Chen Wenjin, Reiss Michael, Foran David J
Center of Biomedical Imaging and Informatics, University of Medicine and Dentistry of New Jersey, Piscataway, NJ 08854, USA.
IEEE Trans Inf Technol Biomed. 2004 Jun;8(2):89-96. doi: 10.1109/titb.2004.828891.
The tissue microarray (TMA) technique enables researchers to extract small cylinders of tissue from histological sections and arrange them in a matrix configuration on a recipient paraffin block such that hundreds can be analyzed simultaneously. TMA offers several advantages over traditional specimen preparation by maximizing limited tissue resources and providing a highly efficient means for visualizing molecular targets.

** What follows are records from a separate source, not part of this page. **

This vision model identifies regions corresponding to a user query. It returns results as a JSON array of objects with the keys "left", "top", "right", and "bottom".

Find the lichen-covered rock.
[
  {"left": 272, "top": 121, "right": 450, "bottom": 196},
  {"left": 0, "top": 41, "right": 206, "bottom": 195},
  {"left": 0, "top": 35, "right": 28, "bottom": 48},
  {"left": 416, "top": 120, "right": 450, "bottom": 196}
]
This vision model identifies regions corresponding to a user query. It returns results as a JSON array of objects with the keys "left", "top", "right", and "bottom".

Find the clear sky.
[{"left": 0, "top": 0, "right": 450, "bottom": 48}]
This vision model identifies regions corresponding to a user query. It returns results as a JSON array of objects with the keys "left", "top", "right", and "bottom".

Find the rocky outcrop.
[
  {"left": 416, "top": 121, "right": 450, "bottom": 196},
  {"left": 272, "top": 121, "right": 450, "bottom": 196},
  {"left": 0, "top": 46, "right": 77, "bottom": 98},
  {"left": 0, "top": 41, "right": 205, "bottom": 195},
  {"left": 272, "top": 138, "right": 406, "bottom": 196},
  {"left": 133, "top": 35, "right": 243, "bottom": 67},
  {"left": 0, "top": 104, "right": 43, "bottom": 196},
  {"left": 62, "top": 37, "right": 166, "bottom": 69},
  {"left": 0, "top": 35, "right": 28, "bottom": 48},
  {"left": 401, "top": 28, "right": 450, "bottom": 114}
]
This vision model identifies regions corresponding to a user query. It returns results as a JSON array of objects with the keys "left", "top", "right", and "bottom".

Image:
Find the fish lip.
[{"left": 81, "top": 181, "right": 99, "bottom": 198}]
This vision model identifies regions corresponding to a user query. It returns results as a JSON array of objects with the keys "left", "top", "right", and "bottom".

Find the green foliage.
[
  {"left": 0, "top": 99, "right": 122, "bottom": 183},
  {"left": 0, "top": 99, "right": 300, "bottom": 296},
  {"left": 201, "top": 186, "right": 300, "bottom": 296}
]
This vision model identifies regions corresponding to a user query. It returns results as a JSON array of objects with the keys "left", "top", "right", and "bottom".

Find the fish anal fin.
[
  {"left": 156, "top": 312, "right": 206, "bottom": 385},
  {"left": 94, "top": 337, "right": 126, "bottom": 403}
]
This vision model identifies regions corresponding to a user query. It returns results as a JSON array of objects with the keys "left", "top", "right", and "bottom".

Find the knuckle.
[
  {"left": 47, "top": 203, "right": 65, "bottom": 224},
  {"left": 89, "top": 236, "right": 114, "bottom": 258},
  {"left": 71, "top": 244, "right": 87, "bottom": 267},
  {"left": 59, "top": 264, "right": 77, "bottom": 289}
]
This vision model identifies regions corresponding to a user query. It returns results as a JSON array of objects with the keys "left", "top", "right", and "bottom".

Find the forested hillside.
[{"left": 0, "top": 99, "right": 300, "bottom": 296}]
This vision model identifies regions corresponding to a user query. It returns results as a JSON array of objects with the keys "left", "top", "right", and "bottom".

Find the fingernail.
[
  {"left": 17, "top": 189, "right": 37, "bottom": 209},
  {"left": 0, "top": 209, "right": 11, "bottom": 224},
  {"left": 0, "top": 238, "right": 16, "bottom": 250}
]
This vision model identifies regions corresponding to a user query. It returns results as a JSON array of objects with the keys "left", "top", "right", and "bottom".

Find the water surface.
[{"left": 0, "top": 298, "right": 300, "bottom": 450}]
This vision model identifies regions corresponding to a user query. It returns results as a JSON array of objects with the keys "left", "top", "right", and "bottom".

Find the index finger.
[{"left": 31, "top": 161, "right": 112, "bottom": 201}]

By enabling researchers to reliably determine the protein expression profile for specific types of cancer, it may be possible to elucidate the mechanism by which healthy tissues are transformed into malignancies. Currently, the primary methods used to evaluate arrays involve the interactive review of TMA samples while they are viewed under a microscope, subjectively evaluated, and scored by a technician. This process is extremely slow, tedious, and prone to error. In order to facilitate large-scale, multi-institutional studies, a more automated and reliable means for analyzing TMAs is needed. We report here a web-based prototype which features automated imaging, registration, and distributed archiving of TMAs in multiuser network environments. The system utilizes a principal color decomposition approach to identify and characterize the predominant staining signatures of specimens in color space. This strategy was shown to be reliable for detecting and quantifying the immunohistochemical expression levels for TMAs.
组织微阵列(TMA)技术使研究人员能够从组织学切片中提取小的组织圆柱体,并将它们以矩阵形式排列在受体石蜡块上,从而可以同时分析数百个样本。与传统的标本制备方法相比,TMA具有多个优点,它能最大限度地利用有限的组织资源,并为可视化分子靶点提供一种高效手段。通过使研究人员能够可靠地确定特定类型癌症的蛋白质表达谱,有可能阐明健康组织转变为恶性肿瘤的机制。目前,评估阵列的主要方法包括在显微镜下观察TMA样本时进行交互式审查,由技术人员进行主观评估和评分。这个过程极其缓慢、繁琐且容易出错。为了促进大规模、多机构研究,需要一种更自动化、更可靠的TMA分析方法。我们在此报告一个基于网络的原型,其特点是在多用户网络环境中对TMA进行自动成像、配准和分布式存档。该系统利用主颜色分解方法在颜色空间中识别和表征标本的主要染色特征。结果表明,这种策略对于检测和量化TMA的免疫组化表达水平是可靠的。